PENNY DE LOS SANTOS
Culture

Fruits of Desire

By Mike Madison


Published on May 25, 2010

Each summer, I grow six or eight varieties of melon to sell at the farmers' market in Davis, California, outside Sacramento. Over the years, I've grown about 60 different kinds, trying to discover which ones will thrive in the growing conditions I have to work with.

One year I grew a small, smooth-skinned, golden melon from the Crimea, in southern Ukraine. I found these melons to be disappointing, but I brought them to the market anyway. A portly older customer spied a few on my table and asked me where they were grown. "I grow them a few miles west of here," I said, "but the seeds came from Ukraine."

"I'm from Ukraine," he said. "They look just like the melons from home. Let me take a few."

The following week, the man was at the market an hour before it opened. "Do you have those golden melons?" he asked.

"A few," I said. "Maybe forty or fifty."

"I'll take them all. They are exactly the melon we have at home. There are many people from Ukraine living in Sacramento. They will be amazed!"

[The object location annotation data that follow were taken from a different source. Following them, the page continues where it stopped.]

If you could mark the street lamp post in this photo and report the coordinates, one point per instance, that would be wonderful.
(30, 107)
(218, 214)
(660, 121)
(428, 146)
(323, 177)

For the rest of the season, he was there at the start of each market and bought all the little golden melons. He confided to me, in a low voice, "Everyone is crazy to know where I get these, but I won't tell them. Only you and I know." He winked at me, and I wondered whether this guy was now in the melon-selling business himself.

Some customers stand before the display of melons almost in a trance, with dreamy looks in their eyes and smiles on their faces as they caress and fondle the melons, perhaps holding one against their cheek. And why not? All fruit evolved largely with the goal of being so attractive that you would want to put it into your mouth. The buxom shapes, the sensuous surfaces, the alluring fragrances, the promise of sweetness—these are the classic tools of seduction. The melon knows exactly what it's doing.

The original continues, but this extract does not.